Comité des droits de l'homme
Soixante-sixième session
12 - 30 juillet 1999
ANNEXE
Constatations du Comité des droits de l'homme au titre du paragraphe
4
de l'article 5 du Protocole facultatif se rapportant au Pacte
international relatif aux droits civils et politiques*
- Soixante-sixième session -
Communication No 768/1997
Présentée par : Chisala Mukunto
Au nom de : L'auteur
État partie : Zambie
Date de la communication : 1er février 1997
Le Comité des droits de l'homme, institué conformément à l'article
28 du Pacte international relatif aux droits civils et politiques,
Réuni le 23 juillet 1999,
Ayant achevé l'examen de la communication No 768/1997 présentée
au Comité par M. Chisala Mukunto en vertu du Protocole facultatif se rapportant
au Pacte international relatif aux droits civils et politiques,
Ayant tenu compte de toutes les informations écrites qui lui ont
été communiquées par l'auteur de la communication et par l'État partie,
Adopte les constatations ci-après :
Constatations au titre du paragraphe 4 de l'article 5
du Protocole facultatif
1. L'auteur de la communication est Chisala Mukunto, de nationalité zambienne,
qui se dit victime d'une violation des droits de l'homme par la Zambie.
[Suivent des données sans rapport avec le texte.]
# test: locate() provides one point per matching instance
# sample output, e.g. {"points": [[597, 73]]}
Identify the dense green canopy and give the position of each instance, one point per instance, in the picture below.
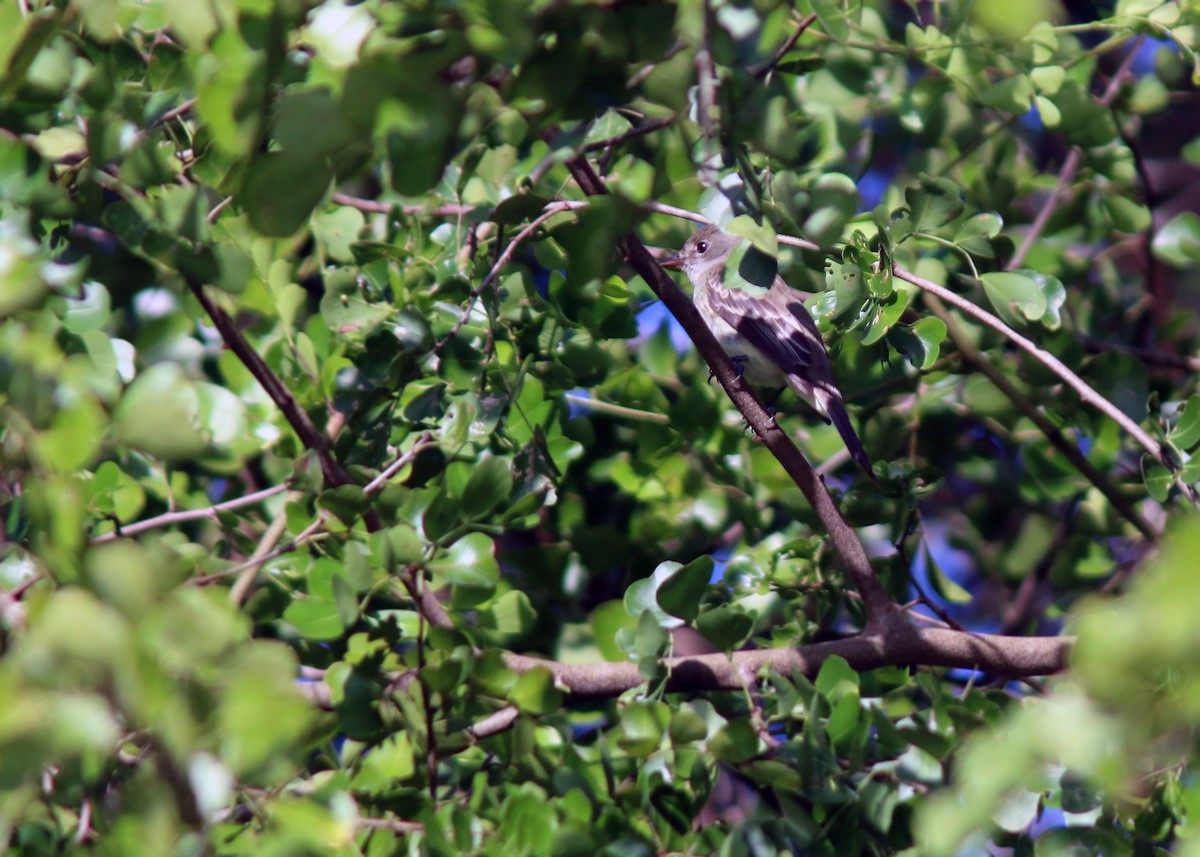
{"points": [[361, 496]]}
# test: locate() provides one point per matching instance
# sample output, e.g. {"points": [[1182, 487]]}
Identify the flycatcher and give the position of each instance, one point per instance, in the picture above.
{"points": [[768, 333]]}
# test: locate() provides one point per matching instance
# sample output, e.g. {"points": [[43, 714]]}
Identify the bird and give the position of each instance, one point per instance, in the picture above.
{"points": [[767, 331]]}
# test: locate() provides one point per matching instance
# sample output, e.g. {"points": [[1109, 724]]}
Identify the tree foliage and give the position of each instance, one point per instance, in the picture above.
{"points": [[359, 496]]}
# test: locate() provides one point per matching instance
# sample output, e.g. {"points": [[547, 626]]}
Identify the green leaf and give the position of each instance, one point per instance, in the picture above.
{"points": [[1158, 479], [762, 237], [160, 414], [280, 192], [315, 618], [681, 593], [490, 484], [607, 621], [750, 270], [347, 502], [513, 613], [642, 595], [726, 627], [737, 743], [1015, 297], [933, 202], [833, 18], [921, 342], [1177, 243], [534, 693], [469, 562], [517, 209], [941, 582], [1011, 95], [1186, 432], [837, 678], [975, 233]]}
Le Pacte comme le Protocole facultatif sont entrés en vigueur pour la Zambie
le 10 avril 1984.
Rappel des faits présentés par l'auteur
2.1 L'auteur, né le 20 mars 1942, a été arrêté le 2 août 1979 et placé
en détention jusqu'à sa mise en accusation, en avril 1980, pour publication,
possession et diffusion d'ouvrages séditieux. Il a été acquitté par le tribunal
d'instance (Magistrate Court) le 12 décembre 1980, mais a été maintenu
illégalement en détention jusqu'au 24 juin 1981, date à laquelle une juridiction
supérieure (High Court), saisie de son recours en habeas corpus,
a ordonné sa libération.
2.2 En 1982, l'auteur a intenté une action en réparation pour détention
illégale, sévices et traitements inhumains / Il ressort des
documents figurant au dossier que l'auteur a présenté une demande d'indemnisation
à la High Court le 18 novembre 1985./. Le juge chargé de l'affaire
est décédé en 1986. Le dossier a alors été transféré à un autre juge, qui
est décédé à son tour en 1990, avant d'avoir rendu son jugement. Une audience
a été prévue devant une autre juridiction le 31 juillet 1991. L'auteur indique
qu'à cette audience, il a été informé par le juge que ce dernier n'était
pas prêt à examiner l'affaire et qu'une autre date lui serait notifiée.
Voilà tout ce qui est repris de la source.